Thoreau quotes Confucius at the outset, “To know that we know what we know, and that we do not know what we do not know, that is true knowledge.” He seems not to know that the people he so demeans for being servants to their mortgages, families, and businesses are the very people from whom he gets the support he needs to live on Walden Pond. On a lark, he plants, and sells, some produce. He says ,”I was more independent than any farmer in Concord, for I was not anchored to a house or farm, but could follow the bent of my genius, which is a very crooked one, every moment.” Good for him. He says that if his house burned, or his crops failed, he “should have been nearly as well off as before,” oblivious of what this would mean to a man who depended upon his crops for his living without a patron, Emerson, to fall back on.

This gifted young writer’s philosophy is that the good life, the best life, is as an unencumbered, chaste bachelor, living in poverty.

Given his propensity for telling other people what to do, his remarks about his own nature are revealing. He writes, “Sometimes, when I compare myself with other men, it seems as if I were more favored by the gods than they, beyond any deserts that I am conscious of; as if I had a warrant and surety at their hands which my fellows have not, and were especially guided and guarded.” Are those words any different than those of an evangelical preacher, just without the word “God?” He loves “a broad margin to my life,” and bully for him. Not many people have that margin.

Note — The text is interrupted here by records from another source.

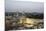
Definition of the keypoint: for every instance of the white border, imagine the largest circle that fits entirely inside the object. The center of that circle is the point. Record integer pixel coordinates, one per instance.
(2, 18)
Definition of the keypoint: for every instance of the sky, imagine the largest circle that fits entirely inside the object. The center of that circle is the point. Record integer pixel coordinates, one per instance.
(24, 5)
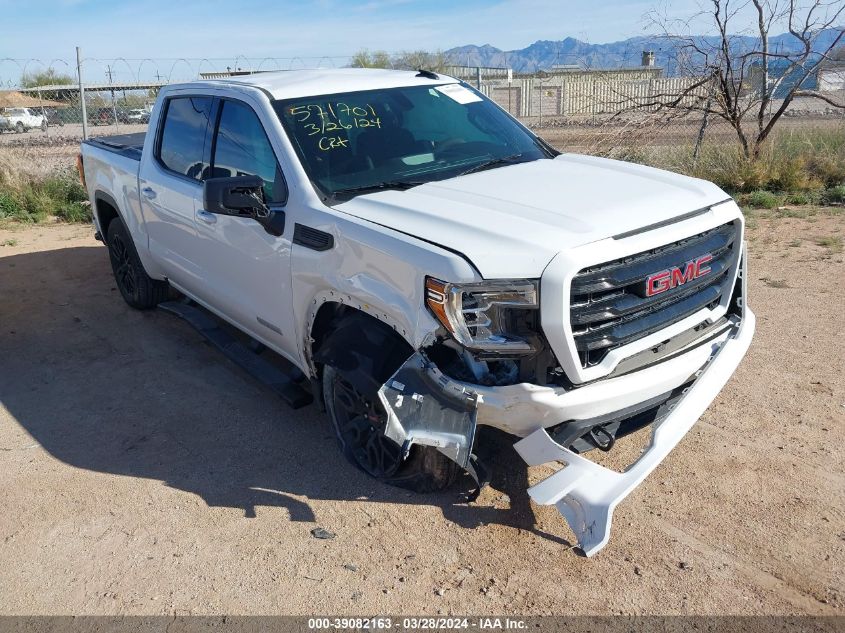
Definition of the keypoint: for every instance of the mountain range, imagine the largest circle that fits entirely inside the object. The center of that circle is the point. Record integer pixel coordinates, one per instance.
(544, 54)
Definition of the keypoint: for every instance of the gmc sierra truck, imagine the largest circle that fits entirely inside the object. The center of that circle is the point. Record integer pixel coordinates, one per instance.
(425, 264)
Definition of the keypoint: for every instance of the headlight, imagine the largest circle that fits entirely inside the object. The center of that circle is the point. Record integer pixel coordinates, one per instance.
(479, 315)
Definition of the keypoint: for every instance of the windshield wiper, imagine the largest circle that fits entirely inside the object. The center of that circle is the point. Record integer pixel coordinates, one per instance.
(494, 162)
(401, 185)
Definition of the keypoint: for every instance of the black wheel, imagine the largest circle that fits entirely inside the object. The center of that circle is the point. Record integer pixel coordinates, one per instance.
(359, 424)
(138, 289)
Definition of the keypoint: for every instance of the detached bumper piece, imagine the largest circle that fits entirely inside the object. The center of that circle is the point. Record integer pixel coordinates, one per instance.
(425, 407)
(585, 493)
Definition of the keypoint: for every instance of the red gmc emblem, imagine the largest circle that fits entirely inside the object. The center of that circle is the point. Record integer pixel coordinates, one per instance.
(678, 276)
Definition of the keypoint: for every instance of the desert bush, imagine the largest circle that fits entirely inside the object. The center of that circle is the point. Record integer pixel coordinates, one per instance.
(33, 199)
(801, 160)
(762, 199)
(834, 195)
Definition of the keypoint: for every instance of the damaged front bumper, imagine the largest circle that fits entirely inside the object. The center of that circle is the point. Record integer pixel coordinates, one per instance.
(586, 493)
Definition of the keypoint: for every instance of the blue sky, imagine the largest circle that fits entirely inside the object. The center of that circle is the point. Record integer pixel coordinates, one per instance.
(47, 29)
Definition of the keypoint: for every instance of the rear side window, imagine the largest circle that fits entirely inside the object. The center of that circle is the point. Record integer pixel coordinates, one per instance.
(242, 148)
(183, 136)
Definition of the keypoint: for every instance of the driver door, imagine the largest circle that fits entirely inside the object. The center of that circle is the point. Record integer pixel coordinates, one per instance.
(246, 271)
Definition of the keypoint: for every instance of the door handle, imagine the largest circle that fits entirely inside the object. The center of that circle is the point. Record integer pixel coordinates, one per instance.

I valued Walden for its honesty, simplicity, poetry, Thoreau’s prescient and meticulous parsing of Nature, and far-reaching intellect, and I condemn it for its bone-headed ignorance of facts clearly within his purview, his entitled egotism, his juvenile dismissal of the chores of life such as cooking, farming, working, and raising children, and his failure to create a world where a man could live for all his life not just a year or two. He is a pretender to the philosopher’s throne.

I cannot help but wonder what Emerson saw in this young man—perhaps he saw promise, knowing that such a searching and brilliant mind must have no recourse but to include in his beneficence that one half and more of humanity that he ignored in Walden. But Thoreau died in his mid-forties.

Most damning, in my view, is his plea: “Who shall say what prospect life offers to another? Could a greater miracle take place than for us to look through each other’s eyes for an instant? We should live in all the ages of the world in an hour; ay, in all the worlds of the ages…I know of no reading of another’s experience so startling and informing as this would be.” He might have taken the trouble to look at the world through the eyes of the freed slave he writes about whose plot of walnut trees was taken from him by a white man, virtually any woman he happened to run into, and the visiting wanderers who worked harder than he would ever want to. He had a “broad margin;” they did not.